Adrian Sutil, la Force India
e quel bel sogno interrotto

Nove giri per entrare nella storia, per prendere i primi punti nel mondiale della sua carriera, per regalare alla Force India un risultato che nessuno pensava di ottenere: il 4° posto nel GP di Monaco. Adrian Sutil, il tedesco che è parso in seria difficoltà da quando ha avuto Giancarlo Fisichella come compagno di team, è invece finito nel libro sbagliato. Quello degli sfigati, dei Chris Amon tanto per intenderci. Coloro che erano a un passo dall'impresa, ma per vari motivi non l'hanno colta.

Sutil a nove giri dal traguardo è stato tamponato da Raikkonen dopo che, da 18° si era guadagnato il 4° posto non commettendo errori e con una strategia incredibile: il primo e unico pit-stop fatto al 53° giro. Sutil aveva anche rischiato un drive through quando nell'ingorgo al Loews innescato dal contatto Alonso-Heidfeld, con le bandiere gialle ha superato tre rivali, fermi. Incredulo per il colpo ricevuto dal campione del mondo, Sutil è tornato ai box e si è messo a piangere disperato.

Con lui, in lacrime sono finiti molti componenti del team inglese di proprietà dell'indiano Vijay Mallya. No, non doveva finire così. Tutti, ma proprio tutti, tifavano per Sutil. Raikkonen l'ha fatta grossa, ma non ha certo colpito deliberatamente il tedesco per guadagnare una posizione. E alla fine si è anche scusato. Non è da tutti. Sutil e la Force India ci avevano riportato indietro negli anni, a quando la F.1 era popolata da tanti piccoli assemblatori che di tanto in tanto riuscivano a compiere qualche impresa.

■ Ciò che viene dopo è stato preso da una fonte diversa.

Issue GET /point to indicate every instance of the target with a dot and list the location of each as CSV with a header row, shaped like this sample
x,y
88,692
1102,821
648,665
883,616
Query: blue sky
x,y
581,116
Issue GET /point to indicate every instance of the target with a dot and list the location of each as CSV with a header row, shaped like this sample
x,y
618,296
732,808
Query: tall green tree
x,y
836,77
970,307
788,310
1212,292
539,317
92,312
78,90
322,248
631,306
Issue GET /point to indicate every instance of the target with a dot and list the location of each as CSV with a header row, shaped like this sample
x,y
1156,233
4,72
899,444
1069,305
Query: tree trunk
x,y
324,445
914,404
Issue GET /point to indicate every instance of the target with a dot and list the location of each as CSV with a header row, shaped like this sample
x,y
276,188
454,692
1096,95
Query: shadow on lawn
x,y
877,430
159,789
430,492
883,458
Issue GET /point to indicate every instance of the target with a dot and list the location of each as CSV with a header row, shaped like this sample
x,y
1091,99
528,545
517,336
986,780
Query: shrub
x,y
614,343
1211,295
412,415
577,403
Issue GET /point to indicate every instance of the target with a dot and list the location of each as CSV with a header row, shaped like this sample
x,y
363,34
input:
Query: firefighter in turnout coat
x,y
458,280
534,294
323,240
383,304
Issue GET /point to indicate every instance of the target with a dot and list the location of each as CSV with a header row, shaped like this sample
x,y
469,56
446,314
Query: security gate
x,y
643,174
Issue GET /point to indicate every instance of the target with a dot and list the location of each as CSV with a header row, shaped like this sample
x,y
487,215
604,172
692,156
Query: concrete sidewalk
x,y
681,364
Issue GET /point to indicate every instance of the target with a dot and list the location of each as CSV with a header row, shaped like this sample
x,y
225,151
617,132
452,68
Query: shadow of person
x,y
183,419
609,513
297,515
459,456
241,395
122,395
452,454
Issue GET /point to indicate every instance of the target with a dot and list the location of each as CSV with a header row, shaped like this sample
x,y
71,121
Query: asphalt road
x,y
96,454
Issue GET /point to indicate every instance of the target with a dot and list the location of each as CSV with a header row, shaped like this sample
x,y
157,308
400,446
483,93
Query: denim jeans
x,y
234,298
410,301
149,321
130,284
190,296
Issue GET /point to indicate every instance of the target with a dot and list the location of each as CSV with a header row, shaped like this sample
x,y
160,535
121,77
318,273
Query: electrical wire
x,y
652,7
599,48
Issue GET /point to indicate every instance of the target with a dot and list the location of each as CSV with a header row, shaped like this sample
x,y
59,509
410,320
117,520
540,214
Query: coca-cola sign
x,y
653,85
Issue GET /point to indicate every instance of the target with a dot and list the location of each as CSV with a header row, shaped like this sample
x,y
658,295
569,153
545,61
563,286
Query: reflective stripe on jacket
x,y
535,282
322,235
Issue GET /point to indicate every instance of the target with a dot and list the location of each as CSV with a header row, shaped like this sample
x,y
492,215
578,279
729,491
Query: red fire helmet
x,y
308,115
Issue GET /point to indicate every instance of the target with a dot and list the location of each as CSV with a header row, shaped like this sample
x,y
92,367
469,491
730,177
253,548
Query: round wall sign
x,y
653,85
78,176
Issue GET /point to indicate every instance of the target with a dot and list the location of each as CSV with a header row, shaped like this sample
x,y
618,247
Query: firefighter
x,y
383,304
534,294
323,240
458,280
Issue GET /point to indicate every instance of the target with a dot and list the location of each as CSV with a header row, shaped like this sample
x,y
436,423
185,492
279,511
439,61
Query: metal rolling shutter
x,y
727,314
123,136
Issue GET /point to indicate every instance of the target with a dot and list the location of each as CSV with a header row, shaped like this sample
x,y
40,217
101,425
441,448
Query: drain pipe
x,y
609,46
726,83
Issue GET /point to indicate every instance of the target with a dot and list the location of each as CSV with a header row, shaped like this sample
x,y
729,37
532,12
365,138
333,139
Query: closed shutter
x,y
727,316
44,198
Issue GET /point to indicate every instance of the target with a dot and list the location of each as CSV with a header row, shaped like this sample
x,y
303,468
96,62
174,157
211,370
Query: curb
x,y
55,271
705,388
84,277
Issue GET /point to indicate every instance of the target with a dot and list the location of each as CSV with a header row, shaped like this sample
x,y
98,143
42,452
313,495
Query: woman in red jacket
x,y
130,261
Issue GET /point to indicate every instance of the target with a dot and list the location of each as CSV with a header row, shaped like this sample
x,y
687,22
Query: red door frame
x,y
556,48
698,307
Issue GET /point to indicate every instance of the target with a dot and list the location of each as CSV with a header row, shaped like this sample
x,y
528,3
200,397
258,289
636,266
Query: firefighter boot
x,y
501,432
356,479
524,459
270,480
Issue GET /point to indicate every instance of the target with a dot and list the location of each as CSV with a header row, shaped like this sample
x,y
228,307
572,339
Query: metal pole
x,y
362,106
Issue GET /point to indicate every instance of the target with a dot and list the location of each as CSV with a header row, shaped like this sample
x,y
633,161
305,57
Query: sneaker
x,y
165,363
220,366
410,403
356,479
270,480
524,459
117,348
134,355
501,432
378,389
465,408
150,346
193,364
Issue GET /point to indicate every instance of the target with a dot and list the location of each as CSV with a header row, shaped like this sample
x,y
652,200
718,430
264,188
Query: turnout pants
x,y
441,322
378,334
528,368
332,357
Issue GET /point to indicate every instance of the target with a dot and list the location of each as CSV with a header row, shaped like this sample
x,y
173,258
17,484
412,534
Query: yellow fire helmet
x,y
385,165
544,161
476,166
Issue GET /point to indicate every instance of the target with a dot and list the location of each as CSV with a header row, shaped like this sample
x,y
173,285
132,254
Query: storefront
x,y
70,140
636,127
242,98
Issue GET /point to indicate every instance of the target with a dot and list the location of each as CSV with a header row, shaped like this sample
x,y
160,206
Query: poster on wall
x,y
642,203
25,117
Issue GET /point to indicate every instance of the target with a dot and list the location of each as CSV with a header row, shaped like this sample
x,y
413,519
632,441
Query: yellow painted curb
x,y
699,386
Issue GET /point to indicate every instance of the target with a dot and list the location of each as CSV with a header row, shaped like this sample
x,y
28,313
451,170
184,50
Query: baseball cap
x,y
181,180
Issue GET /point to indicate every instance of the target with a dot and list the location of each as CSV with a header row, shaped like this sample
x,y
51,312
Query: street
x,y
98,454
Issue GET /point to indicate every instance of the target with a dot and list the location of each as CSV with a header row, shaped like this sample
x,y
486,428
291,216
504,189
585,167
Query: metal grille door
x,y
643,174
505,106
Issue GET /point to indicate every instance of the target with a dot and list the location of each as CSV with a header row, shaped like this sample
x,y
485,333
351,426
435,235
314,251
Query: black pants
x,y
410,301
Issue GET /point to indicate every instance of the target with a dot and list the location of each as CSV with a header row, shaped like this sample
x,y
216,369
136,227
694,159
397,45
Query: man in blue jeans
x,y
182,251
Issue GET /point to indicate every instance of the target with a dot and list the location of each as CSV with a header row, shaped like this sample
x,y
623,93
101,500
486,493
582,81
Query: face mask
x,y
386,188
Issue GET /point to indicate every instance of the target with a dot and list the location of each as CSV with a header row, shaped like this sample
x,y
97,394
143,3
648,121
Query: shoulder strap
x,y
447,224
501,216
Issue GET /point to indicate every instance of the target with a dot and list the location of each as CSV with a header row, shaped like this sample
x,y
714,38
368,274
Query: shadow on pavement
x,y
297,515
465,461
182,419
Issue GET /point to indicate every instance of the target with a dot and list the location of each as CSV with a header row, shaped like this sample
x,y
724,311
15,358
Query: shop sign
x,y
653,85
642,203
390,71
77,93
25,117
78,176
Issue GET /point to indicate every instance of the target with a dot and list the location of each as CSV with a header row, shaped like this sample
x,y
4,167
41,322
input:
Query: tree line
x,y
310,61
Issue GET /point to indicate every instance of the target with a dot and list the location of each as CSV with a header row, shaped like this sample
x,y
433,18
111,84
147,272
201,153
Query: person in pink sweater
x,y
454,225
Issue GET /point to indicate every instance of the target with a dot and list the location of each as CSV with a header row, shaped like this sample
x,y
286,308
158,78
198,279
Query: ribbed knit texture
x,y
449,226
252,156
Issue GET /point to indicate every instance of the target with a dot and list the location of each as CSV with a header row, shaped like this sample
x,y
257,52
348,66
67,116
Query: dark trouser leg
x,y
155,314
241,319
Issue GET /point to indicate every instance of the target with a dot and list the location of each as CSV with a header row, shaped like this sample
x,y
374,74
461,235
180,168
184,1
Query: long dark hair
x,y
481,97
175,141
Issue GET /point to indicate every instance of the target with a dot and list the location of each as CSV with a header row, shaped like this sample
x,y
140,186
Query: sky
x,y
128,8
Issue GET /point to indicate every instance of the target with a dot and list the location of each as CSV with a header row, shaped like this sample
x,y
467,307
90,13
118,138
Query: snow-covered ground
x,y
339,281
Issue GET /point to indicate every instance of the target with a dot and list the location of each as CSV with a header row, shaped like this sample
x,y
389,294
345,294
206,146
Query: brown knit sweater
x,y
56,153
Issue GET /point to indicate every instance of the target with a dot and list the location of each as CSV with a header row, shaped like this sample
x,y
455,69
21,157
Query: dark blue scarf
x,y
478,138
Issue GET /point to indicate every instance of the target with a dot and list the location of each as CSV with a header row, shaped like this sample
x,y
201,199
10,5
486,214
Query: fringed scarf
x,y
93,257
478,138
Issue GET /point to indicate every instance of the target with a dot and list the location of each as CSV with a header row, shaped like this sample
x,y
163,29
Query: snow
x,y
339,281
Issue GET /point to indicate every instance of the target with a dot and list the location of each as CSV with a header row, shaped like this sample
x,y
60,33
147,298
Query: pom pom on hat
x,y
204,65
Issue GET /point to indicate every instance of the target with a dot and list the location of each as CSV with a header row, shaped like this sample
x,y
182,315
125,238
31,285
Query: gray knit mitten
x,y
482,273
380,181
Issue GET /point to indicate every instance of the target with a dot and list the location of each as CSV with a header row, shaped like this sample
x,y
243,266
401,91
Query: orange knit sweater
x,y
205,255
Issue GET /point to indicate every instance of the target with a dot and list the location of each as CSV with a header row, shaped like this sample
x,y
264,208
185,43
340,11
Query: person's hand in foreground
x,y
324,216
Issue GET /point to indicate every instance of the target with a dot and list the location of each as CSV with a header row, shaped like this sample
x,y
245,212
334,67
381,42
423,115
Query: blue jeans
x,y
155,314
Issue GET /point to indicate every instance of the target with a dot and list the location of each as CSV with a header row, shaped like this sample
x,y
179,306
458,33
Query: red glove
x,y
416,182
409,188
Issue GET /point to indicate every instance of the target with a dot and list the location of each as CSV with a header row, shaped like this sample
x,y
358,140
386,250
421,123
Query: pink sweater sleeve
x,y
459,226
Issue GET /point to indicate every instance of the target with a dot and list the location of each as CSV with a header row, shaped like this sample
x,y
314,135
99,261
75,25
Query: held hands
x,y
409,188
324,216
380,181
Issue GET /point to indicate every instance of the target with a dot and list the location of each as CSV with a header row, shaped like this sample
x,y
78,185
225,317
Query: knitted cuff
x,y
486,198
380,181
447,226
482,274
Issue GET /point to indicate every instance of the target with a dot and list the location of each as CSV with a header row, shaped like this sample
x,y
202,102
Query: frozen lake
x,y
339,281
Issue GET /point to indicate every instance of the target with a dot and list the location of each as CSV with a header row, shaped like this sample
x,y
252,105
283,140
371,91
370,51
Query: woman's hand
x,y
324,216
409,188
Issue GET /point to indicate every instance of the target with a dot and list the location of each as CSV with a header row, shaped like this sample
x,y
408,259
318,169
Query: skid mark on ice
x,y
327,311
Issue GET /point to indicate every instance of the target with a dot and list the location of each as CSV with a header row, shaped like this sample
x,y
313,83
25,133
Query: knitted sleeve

La Rial con Andrea De Cesaris (4° a Detroit 1987), la Minardi con Pierluigi Martini 6° a Detroit nel 1988, la Scuderia Italia con JJ Lehto 3° a Imola nel 1992, la vittoria della Stewart con Johnny Herbert al Nurburgring 1999. Oppure quel giro in testa al Nurburgring 2007 di Markus Winkelhock con la Spyker (ora Force India...). E via via tante altre piccole storie che per una domenica avevano meritato l'attenzione del grande pubblico. Difficilmente la Force India di quest'anno tornerà ad occupare quelle posizioni a meno che già dal prossimo 8 giugno a Montreal la pioggia non provi a rimescolare di nuovo le carte. E magari a Giancarlo Fisichella, compagno di Sutil, funzionerà il cambio...

Massimo Costa

Nella foto, Adrian Sutil (Photo 4)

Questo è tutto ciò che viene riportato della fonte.